📄
Abstract - SWE-Protégé: Learning to Selectively Collaborate With an Expert Unlocks Small Language Models as Software Engineering Agents
Small language models (SLMs) offer compelling advantages in cost, latency, and adaptability, but have so far lagged behind larger models on long-horizon software engineering tasks such as SWE-bench, where they suffer from pervasive action looping and low resolution rates. We introduce SWE-Protégé, a post-training framework that reframes software repair as an expert-protégé collaboration problem. In SWE-Protégé, an SLM remains the sole decision-maker while learning to selectively seek guidance from a strong expert model, recognize stalled states, and follow through on expert feedback. Our approach combines supervised fine-tuning on expert-augmented trajectories with agentic reinforcement learning that explicitly discourages degenerative looping and unproductive expert collaboration.
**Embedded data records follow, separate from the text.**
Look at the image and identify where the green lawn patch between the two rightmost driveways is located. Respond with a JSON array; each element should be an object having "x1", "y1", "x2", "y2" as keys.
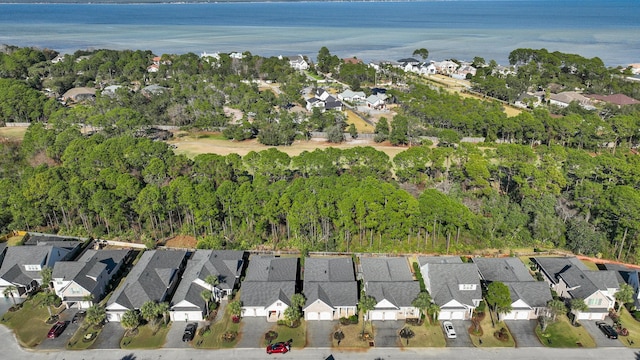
[{"x1": 536, "y1": 315, "x2": 596, "y2": 348}]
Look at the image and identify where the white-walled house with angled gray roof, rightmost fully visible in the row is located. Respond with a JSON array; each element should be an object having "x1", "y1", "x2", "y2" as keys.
[{"x1": 533, "y1": 257, "x2": 620, "y2": 320}]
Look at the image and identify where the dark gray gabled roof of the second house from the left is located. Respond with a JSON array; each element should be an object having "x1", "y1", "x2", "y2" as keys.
[{"x1": 52, "y1": 249, "x2": 130, "y2": 293}]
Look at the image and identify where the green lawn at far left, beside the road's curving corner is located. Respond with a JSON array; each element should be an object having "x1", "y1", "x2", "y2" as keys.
[{"x1": 2, "y1": 293, "x2": 58, "y2": 348}]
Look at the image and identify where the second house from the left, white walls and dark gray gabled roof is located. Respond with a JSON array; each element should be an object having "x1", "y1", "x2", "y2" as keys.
[{"x1": 52, "y1": 249, "x2": 131, "y2": 309}]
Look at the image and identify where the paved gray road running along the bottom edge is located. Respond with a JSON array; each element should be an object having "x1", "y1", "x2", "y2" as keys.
[{"x1": 0, "y1": 326, "x2": 640, "y2": 360}]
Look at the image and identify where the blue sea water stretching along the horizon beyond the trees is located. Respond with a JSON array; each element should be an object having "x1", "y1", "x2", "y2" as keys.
[{"x1": 0, "y1": 0, "x2": 640, "y2": 66}]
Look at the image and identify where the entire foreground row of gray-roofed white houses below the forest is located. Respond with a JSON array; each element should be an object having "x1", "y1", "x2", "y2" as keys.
[{"x1": 0, "y1": 234, "x2": 638, "y2": 322}]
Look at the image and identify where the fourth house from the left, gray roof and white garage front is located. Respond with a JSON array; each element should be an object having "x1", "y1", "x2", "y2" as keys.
[{"x1": 170, "y1": 250, "x2": 246, "y2": 321}]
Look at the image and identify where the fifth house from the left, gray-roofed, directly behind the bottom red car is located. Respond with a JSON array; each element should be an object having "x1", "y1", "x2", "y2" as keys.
[{"x1": 240, "y1": 255, "x2": 299, "y2": 322}]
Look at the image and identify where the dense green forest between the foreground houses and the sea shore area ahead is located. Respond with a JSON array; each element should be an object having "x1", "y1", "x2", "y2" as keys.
[{"x1": 0, "y1": 48, "x2": 640, "y2": 262}]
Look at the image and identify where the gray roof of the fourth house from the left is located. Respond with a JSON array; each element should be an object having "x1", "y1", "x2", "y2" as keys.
[{"x1": 171, "y1": 250, "x2": 245, "y2": 309}]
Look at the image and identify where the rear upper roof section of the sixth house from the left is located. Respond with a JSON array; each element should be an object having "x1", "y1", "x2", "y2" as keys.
[{"x1": 304, "y1": 257, "x2": 356, "y2": 282}]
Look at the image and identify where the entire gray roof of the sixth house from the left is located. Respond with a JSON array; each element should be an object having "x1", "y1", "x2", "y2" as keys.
[{"x1": 303, "y1": 257, "x2": 358, "y2": 308}]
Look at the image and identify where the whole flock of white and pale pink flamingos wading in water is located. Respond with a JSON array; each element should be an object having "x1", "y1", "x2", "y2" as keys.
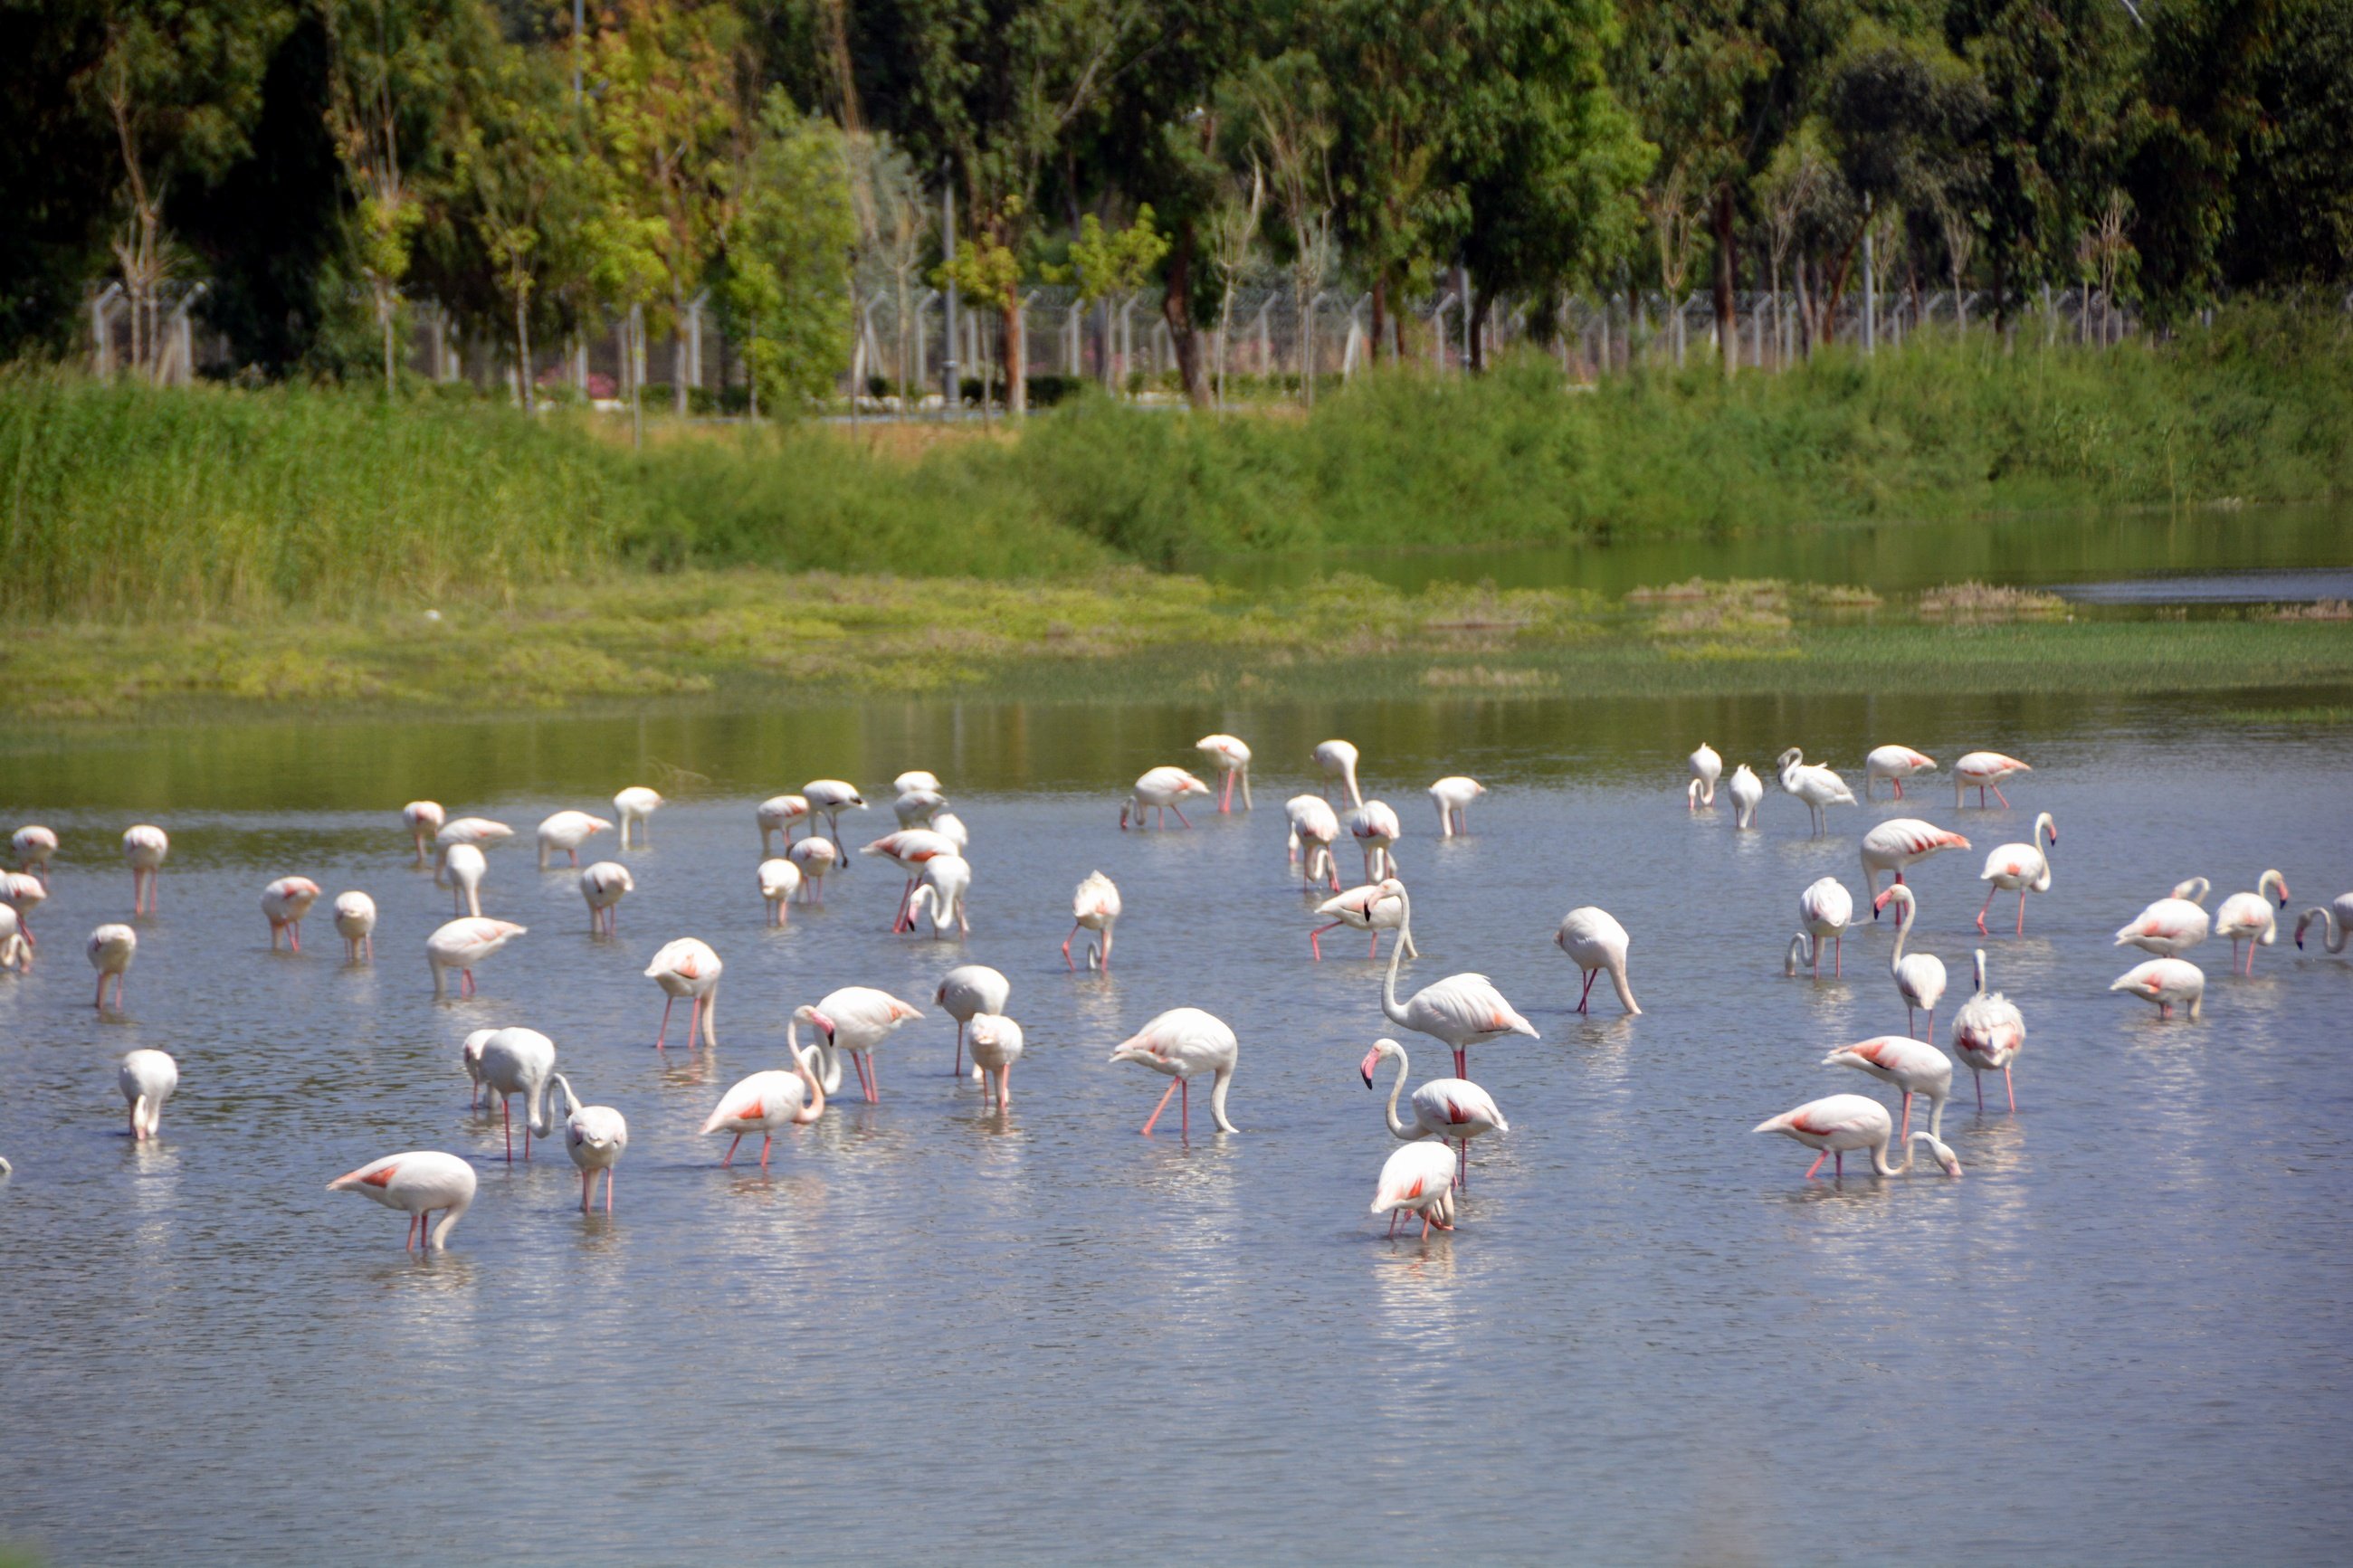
[{"x1": 0, "y1": 736, "x2": 2353, "y2": 1250}]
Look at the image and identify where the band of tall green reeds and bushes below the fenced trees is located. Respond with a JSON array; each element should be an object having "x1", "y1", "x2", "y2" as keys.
[{"x1": 0, "y1": 310, "x2": 2353, "y2": 623}]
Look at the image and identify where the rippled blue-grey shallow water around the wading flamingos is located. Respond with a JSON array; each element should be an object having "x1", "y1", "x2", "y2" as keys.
[{"x1": 0, "y1": 700, "x2": 2353, "y2": 1563}]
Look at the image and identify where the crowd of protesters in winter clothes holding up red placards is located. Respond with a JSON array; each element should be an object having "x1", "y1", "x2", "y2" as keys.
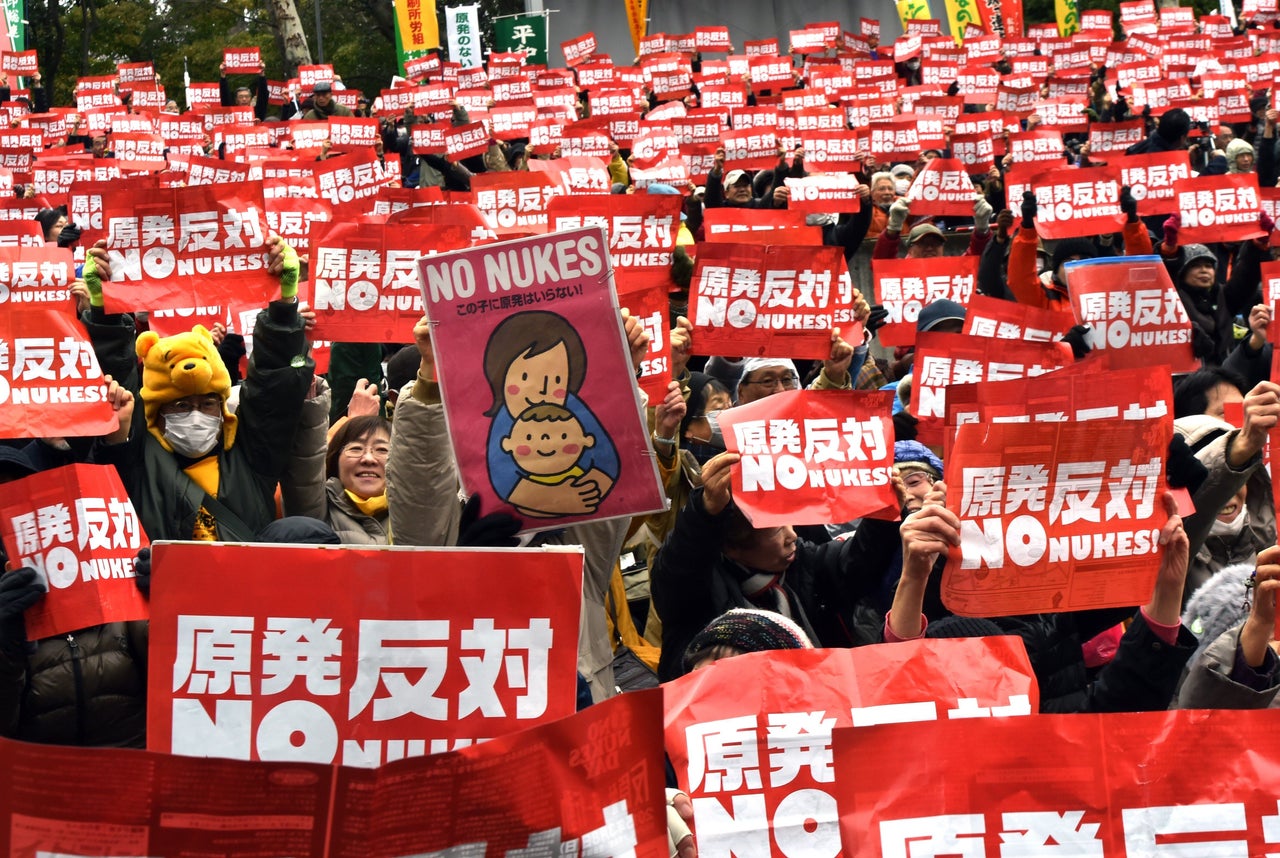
[{"x1": 0, "y1": 3, "x2": 1280, "y2": 850}]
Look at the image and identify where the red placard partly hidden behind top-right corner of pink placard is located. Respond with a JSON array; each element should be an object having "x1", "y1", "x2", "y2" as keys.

We lightly post-train Qwen2.5-Coder-7B-Instruct to achieve 42.4% Pass@1 on SWE-bench Verified, a +25.4% improvement over the prior SLM state of the art, while using expert assistance sparsely (~4 calls per task and 11% of total tokens).
SWE-Protégé:学习选择性寻求专家协作,解锁小语言模型作为软件工程智能体的潜力 /
SWE-Protégé: Learning to Selectively Collaborate With an Expert Unlocks Small Language Models as Software Engineering Agents
1️⃣ 一句话总结
这篇论文提出了一种名为SWE-Protégé的新方法,通过教会一个小型语言模型在修复软件错误时,像学徒一样聪明地选择时机向一个更强大的‘专家’模型求助,从而显著提升了小模型处理复杂软件工程任务的能力,使其性能大幅提升。